Simple and fast unsupervised seizure detection method. (A) The raw trace from the recording downsampled to 300 Hz frequency for a sample channel. (B) Spectral activity calculated from the Short-time Fourier Transform using Hanning Window, for a time window of 1 s with no overlap. (C) LFP activity is detected using a threshold of 6 standard deviations from the baseline voltage for each individual channel and a fixed duration of 0.035 s, followed by applying two sets of sliding windows (length 30 datapoints and 500 datapoints) to detect time regions of continuous activity. (D) Spectral activity is detected when the magnitude is greater than mean + 6 standard deviations from the baseline spectrum magnitude.
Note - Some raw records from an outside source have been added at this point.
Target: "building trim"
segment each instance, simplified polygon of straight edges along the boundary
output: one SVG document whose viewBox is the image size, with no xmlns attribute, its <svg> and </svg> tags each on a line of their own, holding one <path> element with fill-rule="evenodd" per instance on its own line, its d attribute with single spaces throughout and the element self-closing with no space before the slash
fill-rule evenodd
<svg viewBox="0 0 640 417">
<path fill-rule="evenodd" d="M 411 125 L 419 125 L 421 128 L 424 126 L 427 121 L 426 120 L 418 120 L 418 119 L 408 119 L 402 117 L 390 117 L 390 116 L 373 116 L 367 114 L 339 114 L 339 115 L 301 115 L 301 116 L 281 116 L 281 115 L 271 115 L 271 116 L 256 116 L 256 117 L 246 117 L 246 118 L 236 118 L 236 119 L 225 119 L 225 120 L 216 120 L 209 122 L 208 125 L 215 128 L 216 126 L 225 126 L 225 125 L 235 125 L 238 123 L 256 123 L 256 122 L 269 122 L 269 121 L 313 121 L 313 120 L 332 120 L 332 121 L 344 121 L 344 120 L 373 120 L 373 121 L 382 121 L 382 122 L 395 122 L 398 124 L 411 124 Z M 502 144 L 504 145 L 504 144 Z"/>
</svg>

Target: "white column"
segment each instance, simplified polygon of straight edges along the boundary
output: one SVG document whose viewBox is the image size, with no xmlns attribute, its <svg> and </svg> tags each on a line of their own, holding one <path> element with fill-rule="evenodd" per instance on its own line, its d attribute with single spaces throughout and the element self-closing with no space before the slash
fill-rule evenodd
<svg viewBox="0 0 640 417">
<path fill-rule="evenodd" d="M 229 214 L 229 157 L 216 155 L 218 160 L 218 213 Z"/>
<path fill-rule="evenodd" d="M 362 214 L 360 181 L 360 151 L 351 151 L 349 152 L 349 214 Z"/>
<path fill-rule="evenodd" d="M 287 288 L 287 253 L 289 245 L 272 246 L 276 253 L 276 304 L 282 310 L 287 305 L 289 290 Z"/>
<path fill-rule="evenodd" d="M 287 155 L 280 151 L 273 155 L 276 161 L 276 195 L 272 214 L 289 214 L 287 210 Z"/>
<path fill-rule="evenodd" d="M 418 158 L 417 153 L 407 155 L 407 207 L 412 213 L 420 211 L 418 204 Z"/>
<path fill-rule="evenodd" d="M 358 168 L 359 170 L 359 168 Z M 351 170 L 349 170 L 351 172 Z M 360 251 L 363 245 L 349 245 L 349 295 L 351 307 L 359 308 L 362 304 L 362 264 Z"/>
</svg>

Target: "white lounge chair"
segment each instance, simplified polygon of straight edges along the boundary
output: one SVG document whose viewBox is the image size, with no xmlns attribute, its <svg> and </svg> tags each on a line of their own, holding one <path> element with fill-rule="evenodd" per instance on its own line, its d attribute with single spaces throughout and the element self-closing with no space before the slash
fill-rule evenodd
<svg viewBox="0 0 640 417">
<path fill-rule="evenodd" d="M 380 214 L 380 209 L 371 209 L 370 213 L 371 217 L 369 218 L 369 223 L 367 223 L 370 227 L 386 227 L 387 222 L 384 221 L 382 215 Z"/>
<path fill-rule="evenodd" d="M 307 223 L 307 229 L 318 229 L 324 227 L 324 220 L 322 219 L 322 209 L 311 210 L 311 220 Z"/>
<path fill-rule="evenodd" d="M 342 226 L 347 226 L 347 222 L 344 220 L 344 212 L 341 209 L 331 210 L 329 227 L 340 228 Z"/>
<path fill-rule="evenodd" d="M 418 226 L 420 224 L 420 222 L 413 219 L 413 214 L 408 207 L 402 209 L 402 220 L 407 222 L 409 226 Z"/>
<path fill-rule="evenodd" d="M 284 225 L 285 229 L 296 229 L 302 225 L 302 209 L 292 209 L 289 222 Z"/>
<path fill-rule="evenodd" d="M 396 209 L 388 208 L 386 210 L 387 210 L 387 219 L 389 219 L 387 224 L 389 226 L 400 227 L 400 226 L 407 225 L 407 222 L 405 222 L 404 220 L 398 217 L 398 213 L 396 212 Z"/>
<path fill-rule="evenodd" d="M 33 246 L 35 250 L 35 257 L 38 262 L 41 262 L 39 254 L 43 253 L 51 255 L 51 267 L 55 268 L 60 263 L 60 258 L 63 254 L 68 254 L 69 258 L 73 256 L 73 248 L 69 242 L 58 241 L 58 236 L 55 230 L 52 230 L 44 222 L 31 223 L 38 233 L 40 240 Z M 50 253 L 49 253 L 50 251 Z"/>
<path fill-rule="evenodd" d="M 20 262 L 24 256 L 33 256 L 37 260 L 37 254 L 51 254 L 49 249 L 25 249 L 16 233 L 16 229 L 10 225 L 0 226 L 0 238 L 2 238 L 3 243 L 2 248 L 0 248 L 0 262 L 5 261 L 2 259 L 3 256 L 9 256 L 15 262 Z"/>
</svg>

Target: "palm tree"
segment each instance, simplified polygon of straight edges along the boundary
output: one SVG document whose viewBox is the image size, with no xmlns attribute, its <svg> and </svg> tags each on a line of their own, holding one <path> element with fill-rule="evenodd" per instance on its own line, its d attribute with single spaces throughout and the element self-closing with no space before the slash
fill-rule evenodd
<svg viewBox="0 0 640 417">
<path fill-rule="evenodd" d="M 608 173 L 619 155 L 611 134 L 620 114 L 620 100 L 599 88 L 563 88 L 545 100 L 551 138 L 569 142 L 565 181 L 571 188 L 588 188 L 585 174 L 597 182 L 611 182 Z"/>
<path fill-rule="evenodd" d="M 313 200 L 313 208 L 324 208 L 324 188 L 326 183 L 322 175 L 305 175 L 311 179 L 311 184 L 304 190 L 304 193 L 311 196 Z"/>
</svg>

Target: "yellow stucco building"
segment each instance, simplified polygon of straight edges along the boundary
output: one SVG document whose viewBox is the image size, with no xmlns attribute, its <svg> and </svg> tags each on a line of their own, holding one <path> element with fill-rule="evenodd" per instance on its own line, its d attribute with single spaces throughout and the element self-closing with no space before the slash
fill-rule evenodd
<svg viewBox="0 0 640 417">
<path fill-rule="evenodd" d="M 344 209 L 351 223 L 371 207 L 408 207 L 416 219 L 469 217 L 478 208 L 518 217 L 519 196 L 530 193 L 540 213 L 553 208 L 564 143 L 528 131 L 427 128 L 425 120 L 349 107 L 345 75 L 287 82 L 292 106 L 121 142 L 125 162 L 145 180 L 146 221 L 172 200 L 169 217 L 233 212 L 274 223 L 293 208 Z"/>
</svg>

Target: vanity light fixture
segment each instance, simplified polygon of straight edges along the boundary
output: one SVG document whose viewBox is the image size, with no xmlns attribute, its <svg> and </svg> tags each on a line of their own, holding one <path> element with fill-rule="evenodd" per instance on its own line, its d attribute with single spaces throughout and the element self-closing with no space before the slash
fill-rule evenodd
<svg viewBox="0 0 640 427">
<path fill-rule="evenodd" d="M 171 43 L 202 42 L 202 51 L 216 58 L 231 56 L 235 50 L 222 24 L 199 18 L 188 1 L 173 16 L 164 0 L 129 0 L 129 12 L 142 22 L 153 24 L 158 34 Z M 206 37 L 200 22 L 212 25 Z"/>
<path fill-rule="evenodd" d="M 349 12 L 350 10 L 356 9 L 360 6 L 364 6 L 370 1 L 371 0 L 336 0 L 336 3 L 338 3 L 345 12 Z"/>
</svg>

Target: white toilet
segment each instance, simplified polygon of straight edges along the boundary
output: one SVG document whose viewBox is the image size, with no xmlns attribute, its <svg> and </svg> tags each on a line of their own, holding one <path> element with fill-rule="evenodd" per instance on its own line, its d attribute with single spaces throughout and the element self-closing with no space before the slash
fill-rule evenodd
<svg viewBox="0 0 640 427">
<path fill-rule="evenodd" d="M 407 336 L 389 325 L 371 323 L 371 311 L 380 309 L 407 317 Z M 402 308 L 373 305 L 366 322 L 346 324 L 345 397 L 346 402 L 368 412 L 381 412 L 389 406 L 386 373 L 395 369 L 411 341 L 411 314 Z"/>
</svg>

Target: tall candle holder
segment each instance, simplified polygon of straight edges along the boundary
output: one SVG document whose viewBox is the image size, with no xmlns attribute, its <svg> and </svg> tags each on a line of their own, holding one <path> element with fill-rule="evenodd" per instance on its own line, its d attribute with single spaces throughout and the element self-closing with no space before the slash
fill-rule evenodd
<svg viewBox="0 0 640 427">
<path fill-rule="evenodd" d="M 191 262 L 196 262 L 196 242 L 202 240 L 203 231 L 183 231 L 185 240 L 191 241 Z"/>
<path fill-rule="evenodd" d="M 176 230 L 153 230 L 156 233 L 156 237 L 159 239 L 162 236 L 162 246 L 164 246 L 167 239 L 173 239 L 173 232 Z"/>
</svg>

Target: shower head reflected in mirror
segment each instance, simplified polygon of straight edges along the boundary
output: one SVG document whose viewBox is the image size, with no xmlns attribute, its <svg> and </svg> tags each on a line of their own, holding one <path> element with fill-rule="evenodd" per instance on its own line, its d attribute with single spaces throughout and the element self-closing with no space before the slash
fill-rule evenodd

The spectral activity is also passed through two sliding windows to detect regions of continuous spectral activity. (E) The overlapping regions of LFP activity and spectral activity of 10 s or more are used to identify the seizure envelop. The start of seizure is primarily identified using the time point when the spectral activity is greater than 6 standard deviations from the baseline.

FIGURE 6

Seizure activity tracking over space and time. (A) Seizures in individual channels in a group are automatically detected. Their respective start and end times can be tracked across channels in that group. (B) Regions of the raster between time intervals can be selected as demonstrated to generate seizure maps of selected brain regions within the interval. (C) Seizure map for the time interval selected and channels in the group, including initiation site of the seizure, maximum distance the seizure spread from the initiation point, duration of the seizure, and the rate of seizure spread across the tissue.

FIGURE 7

Scn1aHet mice have an altered seizure pattern in the low Mg²⁺ model. (A) Example raster plots from a control brain slice and a brain slice from Scn1aHet mice. (B) Scn1aHet mice have significantly more SLE than littermate controls (Mann–Whitney test, p = 0.04, n = 7–9 slices). (C) From the brain slices that displayed SLE, Scn1aHet demonstrated a significant increase in time to first seizure compared to littermate controls (unpaired t-test, p = 0.006, n = 5–7 slices). (D) SLE from the Scn1aHet propagate significantly faster than seizures in the littermate controls (Mann–Whitney test, p = 0.0059, n = 10–14 seizures from 5 to 7 slices). The first two seizure from the slices that had SLE were used in this analysis. (E) Seizure duration was not different between Scn1aHet and littermate controls (Mann–Whitney test, p = 0.66, n = 10–14 seizures from 5 to 7 slices). The first two seizures from the slices that had SLE were used in this analysis. *P < 0.05, **P < 0.01.